City in debt? Flog the museum! (ctd.)
July 19 2013
In May, I reported on the possibility that the Detroit Institute of Art's collection could be sold off to pay the city's debts. News today that the city has now filed for bankruptcy has raised the threat, although the state of Michigan has been taking steps to prevent such a calamity, as the Washington Post outlines:
In May, the city’s emergency manager, Kevyn Orr, requested an inventory of the DIA’s collection, causing concern among arts leaders that the works could be sold if the city filed for bankruptcy. In June, Michigan Attorney General Bill Schuette issued an opinion that the city’s art could not be sold to pay off its estimated $19 billion in debt, citing the state’s charitable trust law.

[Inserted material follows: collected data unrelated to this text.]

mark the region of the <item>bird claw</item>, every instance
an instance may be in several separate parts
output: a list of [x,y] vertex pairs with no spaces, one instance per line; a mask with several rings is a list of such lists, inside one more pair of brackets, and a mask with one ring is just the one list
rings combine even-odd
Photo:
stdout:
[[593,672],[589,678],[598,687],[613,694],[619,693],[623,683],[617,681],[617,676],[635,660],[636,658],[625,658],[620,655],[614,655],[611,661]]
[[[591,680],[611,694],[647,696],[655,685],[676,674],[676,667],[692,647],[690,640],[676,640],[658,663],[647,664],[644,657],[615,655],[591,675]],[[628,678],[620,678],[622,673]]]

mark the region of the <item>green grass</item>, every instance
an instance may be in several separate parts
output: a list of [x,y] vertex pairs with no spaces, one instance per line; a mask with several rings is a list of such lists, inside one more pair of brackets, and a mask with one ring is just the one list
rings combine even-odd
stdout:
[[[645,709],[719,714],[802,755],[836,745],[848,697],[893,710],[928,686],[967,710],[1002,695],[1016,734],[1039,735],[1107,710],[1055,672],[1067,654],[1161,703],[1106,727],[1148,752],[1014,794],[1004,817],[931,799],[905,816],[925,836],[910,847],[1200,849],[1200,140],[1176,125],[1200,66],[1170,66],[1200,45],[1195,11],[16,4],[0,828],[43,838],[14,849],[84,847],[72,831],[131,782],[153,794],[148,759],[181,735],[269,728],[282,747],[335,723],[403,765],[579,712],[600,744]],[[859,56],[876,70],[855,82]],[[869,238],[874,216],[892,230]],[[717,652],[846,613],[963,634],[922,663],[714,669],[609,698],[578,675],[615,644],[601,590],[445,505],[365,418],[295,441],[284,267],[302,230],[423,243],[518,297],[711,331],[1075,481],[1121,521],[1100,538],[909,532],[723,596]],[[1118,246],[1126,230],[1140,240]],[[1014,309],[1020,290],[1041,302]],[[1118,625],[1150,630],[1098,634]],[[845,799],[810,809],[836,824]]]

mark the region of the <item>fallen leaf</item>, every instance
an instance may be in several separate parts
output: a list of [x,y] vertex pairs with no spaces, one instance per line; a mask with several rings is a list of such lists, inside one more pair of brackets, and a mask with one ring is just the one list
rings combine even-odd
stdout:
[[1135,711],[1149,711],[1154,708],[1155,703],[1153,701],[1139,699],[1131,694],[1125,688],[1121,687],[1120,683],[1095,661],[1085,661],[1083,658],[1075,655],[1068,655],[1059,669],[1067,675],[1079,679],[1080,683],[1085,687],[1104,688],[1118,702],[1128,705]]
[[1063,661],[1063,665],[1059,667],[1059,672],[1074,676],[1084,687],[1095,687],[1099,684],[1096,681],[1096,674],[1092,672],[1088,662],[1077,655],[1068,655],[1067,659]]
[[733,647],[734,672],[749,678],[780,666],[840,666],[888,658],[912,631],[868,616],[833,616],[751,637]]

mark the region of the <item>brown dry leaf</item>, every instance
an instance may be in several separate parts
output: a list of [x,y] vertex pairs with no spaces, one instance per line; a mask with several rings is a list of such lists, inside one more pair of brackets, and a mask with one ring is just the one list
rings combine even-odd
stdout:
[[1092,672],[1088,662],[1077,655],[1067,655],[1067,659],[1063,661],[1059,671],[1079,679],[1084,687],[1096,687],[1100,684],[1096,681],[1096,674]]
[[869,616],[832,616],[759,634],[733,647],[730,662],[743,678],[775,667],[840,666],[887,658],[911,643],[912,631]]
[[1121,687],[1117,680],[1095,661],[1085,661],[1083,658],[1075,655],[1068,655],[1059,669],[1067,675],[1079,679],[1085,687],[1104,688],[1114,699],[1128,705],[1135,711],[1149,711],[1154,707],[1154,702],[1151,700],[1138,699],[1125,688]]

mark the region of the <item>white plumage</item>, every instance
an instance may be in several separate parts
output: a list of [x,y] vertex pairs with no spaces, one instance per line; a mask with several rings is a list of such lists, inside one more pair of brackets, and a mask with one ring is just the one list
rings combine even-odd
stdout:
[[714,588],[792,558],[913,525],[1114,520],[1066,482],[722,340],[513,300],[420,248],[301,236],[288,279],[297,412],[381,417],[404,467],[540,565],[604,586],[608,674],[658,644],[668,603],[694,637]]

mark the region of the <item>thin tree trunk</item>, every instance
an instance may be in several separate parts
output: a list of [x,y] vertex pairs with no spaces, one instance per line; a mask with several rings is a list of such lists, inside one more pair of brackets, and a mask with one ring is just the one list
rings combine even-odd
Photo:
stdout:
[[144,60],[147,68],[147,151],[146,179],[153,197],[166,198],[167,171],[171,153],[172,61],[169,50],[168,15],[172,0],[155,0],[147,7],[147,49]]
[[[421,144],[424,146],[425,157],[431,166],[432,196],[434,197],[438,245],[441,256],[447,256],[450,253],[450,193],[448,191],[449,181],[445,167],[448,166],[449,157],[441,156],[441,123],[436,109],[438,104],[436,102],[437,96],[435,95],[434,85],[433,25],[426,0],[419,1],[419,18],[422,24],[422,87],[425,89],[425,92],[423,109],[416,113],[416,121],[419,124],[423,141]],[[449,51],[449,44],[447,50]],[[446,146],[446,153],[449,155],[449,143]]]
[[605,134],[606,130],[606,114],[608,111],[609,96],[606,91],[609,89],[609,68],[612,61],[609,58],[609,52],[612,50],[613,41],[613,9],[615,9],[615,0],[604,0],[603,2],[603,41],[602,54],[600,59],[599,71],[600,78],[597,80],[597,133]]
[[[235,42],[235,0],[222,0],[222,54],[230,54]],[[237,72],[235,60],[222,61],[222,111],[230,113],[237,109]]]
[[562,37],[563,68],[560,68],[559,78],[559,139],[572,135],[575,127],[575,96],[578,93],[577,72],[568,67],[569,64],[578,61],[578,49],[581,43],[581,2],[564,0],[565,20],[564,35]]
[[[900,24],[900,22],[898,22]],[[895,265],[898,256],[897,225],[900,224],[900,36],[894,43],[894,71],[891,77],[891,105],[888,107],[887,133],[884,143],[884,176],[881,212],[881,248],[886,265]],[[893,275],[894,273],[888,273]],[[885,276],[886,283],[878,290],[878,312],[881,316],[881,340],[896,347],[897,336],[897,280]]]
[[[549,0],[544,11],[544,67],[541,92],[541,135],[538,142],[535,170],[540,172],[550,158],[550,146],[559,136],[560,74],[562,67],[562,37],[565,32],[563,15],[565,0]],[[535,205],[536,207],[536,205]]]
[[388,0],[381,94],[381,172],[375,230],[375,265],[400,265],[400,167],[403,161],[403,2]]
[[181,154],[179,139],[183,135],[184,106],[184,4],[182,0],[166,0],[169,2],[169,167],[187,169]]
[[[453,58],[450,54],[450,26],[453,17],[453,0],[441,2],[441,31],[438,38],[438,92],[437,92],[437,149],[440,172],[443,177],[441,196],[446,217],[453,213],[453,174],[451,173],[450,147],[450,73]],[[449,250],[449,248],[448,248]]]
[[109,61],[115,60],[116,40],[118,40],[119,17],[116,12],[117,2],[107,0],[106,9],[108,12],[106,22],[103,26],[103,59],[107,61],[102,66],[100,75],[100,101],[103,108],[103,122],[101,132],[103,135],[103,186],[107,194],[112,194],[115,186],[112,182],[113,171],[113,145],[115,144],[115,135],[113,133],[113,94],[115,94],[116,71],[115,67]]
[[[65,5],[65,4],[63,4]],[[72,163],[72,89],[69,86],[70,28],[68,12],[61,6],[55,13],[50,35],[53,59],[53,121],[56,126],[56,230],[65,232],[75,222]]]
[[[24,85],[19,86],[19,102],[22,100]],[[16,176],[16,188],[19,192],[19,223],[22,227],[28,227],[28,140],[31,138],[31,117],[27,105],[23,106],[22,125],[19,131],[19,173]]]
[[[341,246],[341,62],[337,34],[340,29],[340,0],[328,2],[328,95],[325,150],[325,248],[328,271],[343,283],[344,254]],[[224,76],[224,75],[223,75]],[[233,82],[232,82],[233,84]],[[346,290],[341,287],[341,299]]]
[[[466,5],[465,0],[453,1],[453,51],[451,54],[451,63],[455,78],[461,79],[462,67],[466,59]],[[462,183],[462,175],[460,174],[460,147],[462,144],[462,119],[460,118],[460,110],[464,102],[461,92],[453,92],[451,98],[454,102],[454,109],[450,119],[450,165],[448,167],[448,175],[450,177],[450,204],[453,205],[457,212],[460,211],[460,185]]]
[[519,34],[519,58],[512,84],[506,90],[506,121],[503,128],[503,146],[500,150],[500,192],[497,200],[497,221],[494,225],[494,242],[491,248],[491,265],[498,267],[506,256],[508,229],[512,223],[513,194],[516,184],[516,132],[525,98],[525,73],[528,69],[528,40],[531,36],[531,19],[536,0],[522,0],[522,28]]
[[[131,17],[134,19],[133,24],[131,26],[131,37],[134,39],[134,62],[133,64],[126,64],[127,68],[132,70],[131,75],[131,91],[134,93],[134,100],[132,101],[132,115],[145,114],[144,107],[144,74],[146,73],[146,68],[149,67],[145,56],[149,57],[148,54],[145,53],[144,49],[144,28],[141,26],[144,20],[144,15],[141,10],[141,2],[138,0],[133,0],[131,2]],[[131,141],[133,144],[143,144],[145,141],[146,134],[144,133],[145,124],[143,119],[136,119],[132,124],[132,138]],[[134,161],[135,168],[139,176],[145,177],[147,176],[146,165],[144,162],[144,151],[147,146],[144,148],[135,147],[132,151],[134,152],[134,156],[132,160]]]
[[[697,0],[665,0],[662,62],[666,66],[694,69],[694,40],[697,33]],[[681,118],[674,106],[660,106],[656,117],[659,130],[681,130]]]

The state Senate recently passed a bill that would prohibit the sale of the city’s art unless sold to a comparable institution to further the museum’s core mission. But the bill has yet to become law, and the museum has hired attorneys to advise it on protecting the art.
“I’m obviously concerned,” said Ford Bell, president of the American Alliance of Museums. “We thought that this was behind us in terms of the collection at the DIA, but I’m not an attorney so I don’t know what could happen. This has never happened before.”
The collection is undoubtedly valuable. Graham W.J. Beal, director of the DIA, has called it one of the most valuable in the Western Hemisphere. An independent assessment by the Detroit Free Press estimated that the bulk of the collection could be worth $2.5 billion, although the exact value is impossible to determine because it is rare for so many valuable works to hit the auction block. The DIA has more than 60,000 works spanning centuries, with nearly 90 percent of the pieces in storage.
I bet someone involved in the city's administration will wonder if the 90% in storage can be sold...
Update: Wowee - fast work; The New York Times reports that Christie's is already in on the action:
About a month ago, the institute’s officials were contacted by Christie’s auction house, which asked for an inventory of works and asked if appraisers could visit to assess the collection. It is unclear whether such a visit took place and whether it was creditors or someone else who enlisted Christie’s to begin an appraisal. (Mr. Nowling said that the emergency manager’s office did not do so, and Christie’s declined to comment.)
Update II - Tim Worstall, a fellow at the Adam Smith Institute in London, says (in Forbes), sell the lot, and quickly!
Leave aside the precise legalities of this for a moment. The City’s in the hole for something like $10 billion and one quarter of that amount could be raised by moving around some paint daubed pieces of canvas. That looks pretty much like a no brainer to me as a start. What is it that we’re supposed to care about? A few pieces of canvas or real lives as they are actually lived? Pensioners moving down from known meat from an animal whose species can be assured to the cat food aisle? Retired city workers getting the medical treatment they were promised for 40 years or keep a few paintings that the well to do like to oooh and aaah at? Get the ambulances back on the road, get cop cars to a 911 in under and hour or please the arts establishment?
It’s a toughie really, isn’t it?
Imagine that the paintings are sold: we’re moving two sets of assets from where they have a lower value to a higher. Firstly, we’re moving money into Detroit. Given that whoever buys the paintings will clearly, by the purchase itself, value the painting more than the money being paid for it we therefore know that the money is worth more in Detroit. Similarly, that the painting is leaving the city means that we also know that the money is worth more to Detroit than the painting. So we have moved two assets from places where they are lowly valued to places where they are more highly valued. The money’s worth more in Detroit and the paintings worth more out of it.
And this is the thing: moving an asset from one use to one where that asset is more highly valued is the very definition of wealth creation. So, selling the paintings would indeed be wealth creation.